Now is our time. Our part in the story of this landscape, this ecosystem of people and rivers and wild creatures and loveliest flowers. We get to make different decisions, hopefully more thoughtful ones informed by all we have learned since those centuries of planners before us. And in the future, 30, 50, 100 years from now, there may be a room full of people cursing our name for making such pathetic decisions, but hopefully they will know we worked together and we tried our best.
And just in case none of my ideas make it into the plan, I’m setting them down here. (So that the future people in that conservation planning room don’t blame me.)
Guiding principles:
  • Net gain of forest canopy and native wildlife habitat.
  • Highest best use of government park land – turf, unless it is a ball field, is not the highest best use. All excess turf and any parking facilities that are not consistently filled to max should be converted to native meadows and forests.
  • All utility corridors should be native pollinator meadows, this will help struggling native pollinators, AND help the county agriculture system by providing little worker bees.

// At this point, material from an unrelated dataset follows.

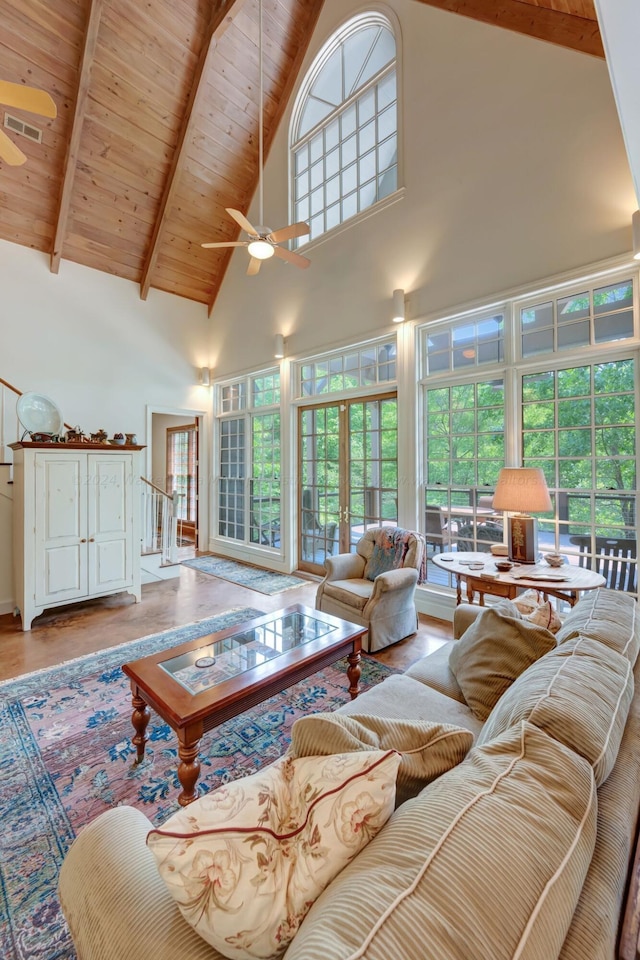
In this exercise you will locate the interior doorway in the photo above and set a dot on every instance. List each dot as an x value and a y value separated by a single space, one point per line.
173 463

  • An incentive program that provides a mechanism for all new developments to contribute a meaningful amount of money to a land conservation and restoration fund.
  • Green infrastructure should be a mandate for new roads, development and anything that creates an impermeable surface, and a preference should be given to techniques that have the multiple benefits of providing stormwater retention, native habitat and beauty.
  • An end to taxpayer-funded incentives for development in rural, forested or other lands that provide important ecosystem services, wildlife habitat and green space. We should be incentivizing redevelopment only. There’s so many boarded up, broken down, paved places in this county, we could redevelop for a century and not run out of crappy dilapidated spaces to fix up.
We know how to do this people. Let’s not invite the scorn of our future selves.
Thank you to those who had the stamina to read this to the end.